Cruise is in a business that is scalable, like Gates at Microsoft or Jobs at Apple.  He makes a movie and, if people like it, they each are willing to pay a very small amount of their annual income for a few hours of entertainment.  He made Risky Business and The Firm once, decades ago.  He is still collecting profit from it because someone who has never seen one of the movies can now spent a few dollars to download it on iTunes.

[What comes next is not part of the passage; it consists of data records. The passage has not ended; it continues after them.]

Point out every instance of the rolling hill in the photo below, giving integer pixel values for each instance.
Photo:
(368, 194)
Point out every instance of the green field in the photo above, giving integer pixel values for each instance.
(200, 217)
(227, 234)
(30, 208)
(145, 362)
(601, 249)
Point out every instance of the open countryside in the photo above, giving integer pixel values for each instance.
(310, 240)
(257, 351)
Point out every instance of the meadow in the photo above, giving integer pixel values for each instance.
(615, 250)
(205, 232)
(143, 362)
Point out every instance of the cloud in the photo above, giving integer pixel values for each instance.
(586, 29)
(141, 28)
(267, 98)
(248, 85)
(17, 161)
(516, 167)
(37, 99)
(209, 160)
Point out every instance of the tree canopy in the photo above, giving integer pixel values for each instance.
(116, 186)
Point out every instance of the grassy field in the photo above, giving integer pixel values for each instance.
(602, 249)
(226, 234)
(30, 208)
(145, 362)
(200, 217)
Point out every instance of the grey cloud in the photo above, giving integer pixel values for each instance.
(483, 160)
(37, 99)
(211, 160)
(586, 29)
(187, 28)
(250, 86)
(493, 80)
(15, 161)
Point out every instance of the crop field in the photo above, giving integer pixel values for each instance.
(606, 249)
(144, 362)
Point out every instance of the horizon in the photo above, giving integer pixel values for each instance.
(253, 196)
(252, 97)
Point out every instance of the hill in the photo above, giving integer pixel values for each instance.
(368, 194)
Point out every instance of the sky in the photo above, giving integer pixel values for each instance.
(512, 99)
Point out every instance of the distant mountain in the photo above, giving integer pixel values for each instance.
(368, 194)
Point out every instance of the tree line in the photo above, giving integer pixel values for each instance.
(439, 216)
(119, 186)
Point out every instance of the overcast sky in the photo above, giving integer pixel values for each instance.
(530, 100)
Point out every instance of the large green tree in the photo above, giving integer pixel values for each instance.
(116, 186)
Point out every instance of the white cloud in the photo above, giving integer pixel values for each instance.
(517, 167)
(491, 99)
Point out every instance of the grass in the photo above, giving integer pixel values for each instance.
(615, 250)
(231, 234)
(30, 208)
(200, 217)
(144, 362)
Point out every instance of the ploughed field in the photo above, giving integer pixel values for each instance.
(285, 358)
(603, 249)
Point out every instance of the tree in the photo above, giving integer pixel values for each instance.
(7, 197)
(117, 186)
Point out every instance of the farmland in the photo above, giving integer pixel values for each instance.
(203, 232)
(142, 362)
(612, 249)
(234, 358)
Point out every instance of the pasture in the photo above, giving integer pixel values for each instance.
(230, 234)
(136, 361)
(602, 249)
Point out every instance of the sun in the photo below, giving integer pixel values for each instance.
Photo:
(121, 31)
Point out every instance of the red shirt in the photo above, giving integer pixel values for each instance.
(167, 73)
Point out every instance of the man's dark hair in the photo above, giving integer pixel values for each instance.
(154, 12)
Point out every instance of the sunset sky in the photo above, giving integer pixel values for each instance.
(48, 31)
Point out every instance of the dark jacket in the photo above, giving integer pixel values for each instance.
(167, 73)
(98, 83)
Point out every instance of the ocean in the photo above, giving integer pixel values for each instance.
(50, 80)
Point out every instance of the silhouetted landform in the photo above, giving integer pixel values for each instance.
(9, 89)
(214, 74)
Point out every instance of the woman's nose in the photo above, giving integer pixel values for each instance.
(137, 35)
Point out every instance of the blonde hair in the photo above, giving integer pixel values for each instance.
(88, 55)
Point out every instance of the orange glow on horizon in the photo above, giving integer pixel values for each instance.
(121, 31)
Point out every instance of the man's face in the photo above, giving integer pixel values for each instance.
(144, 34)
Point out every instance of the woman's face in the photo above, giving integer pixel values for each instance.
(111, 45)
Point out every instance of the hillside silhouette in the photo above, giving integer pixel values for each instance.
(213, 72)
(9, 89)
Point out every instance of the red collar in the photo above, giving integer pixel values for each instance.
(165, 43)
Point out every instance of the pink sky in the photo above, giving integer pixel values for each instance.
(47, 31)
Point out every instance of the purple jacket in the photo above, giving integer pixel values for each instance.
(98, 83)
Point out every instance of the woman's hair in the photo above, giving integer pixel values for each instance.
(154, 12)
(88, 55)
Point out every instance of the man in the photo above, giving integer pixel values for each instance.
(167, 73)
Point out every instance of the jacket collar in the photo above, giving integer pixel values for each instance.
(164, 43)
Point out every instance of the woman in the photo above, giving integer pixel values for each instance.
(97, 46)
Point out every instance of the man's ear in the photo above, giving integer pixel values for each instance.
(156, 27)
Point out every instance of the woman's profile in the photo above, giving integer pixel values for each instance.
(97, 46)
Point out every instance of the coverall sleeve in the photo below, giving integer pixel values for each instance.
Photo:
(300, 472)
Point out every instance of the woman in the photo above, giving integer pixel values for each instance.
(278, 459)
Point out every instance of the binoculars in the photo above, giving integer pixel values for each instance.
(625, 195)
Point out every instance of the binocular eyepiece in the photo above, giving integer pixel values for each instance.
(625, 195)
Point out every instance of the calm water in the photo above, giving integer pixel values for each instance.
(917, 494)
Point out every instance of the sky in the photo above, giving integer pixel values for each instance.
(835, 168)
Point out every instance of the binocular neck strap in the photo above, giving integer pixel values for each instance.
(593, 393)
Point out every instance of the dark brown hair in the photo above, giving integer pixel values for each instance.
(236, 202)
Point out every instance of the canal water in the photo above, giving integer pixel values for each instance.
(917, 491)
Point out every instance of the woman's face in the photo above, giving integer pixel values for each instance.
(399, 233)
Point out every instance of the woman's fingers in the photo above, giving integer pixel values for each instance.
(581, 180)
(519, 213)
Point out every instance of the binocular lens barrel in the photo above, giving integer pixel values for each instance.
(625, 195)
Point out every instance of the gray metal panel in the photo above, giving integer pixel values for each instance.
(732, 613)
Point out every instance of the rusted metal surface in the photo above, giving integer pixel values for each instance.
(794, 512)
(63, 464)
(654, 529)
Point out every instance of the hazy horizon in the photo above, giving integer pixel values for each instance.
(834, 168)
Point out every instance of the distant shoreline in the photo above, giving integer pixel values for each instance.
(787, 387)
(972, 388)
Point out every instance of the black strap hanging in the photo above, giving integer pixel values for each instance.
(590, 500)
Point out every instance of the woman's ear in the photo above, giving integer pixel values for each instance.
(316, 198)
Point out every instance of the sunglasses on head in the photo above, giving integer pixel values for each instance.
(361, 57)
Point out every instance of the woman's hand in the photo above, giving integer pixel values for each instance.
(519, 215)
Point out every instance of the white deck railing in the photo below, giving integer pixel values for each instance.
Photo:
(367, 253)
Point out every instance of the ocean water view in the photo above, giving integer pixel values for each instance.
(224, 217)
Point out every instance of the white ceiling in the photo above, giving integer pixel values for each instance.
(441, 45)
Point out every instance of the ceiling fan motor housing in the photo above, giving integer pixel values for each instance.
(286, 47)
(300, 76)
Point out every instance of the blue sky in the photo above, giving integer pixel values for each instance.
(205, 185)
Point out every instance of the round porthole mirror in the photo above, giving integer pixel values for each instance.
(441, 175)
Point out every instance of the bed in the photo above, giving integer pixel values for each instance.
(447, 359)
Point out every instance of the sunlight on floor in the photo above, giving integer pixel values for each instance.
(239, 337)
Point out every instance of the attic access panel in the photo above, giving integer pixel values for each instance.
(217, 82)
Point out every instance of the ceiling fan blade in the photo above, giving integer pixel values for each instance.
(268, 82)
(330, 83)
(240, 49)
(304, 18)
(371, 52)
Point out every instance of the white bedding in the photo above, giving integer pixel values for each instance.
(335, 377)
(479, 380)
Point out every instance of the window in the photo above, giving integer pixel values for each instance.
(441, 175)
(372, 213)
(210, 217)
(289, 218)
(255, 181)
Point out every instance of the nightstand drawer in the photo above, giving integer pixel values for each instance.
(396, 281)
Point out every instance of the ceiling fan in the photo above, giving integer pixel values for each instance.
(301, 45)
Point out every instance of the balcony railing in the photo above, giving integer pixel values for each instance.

The key is: Cruise had to do the same amount of work regardless of if 1 person or 100,000,000 people buy his film.

Your local school teacher is paid far more by each of her customers than Cruise is by his.  The only difference is, there is a practical limit to the total pupils she can instruct.  If she tried to run a kindergarten with 100,000,000 people, it wouldn’t even be physically, logistically possible.  You could not fit that many people into an arena and teach them a subject.

This means that we have discovered:

  • Individual members of society value the services of teachers on a per customer basis far more than they value the services of a movie star;
  • Teaching is not a scalable profession, so there is a practical limit to the number of students, or “customers” a good teacher can have, limiting his or her earnings;
  • Even though movie stars are paid far less and valued far less on a per customer basis, they are able to collect millions of tiny payments for people who find their work valuable enough to entertain them for a few hours.  The scalable nature of their work means that lots of pennies from millions of people end up to be more absolute dollars than a lot of dollars from a few people, which is the model followed by a teacher.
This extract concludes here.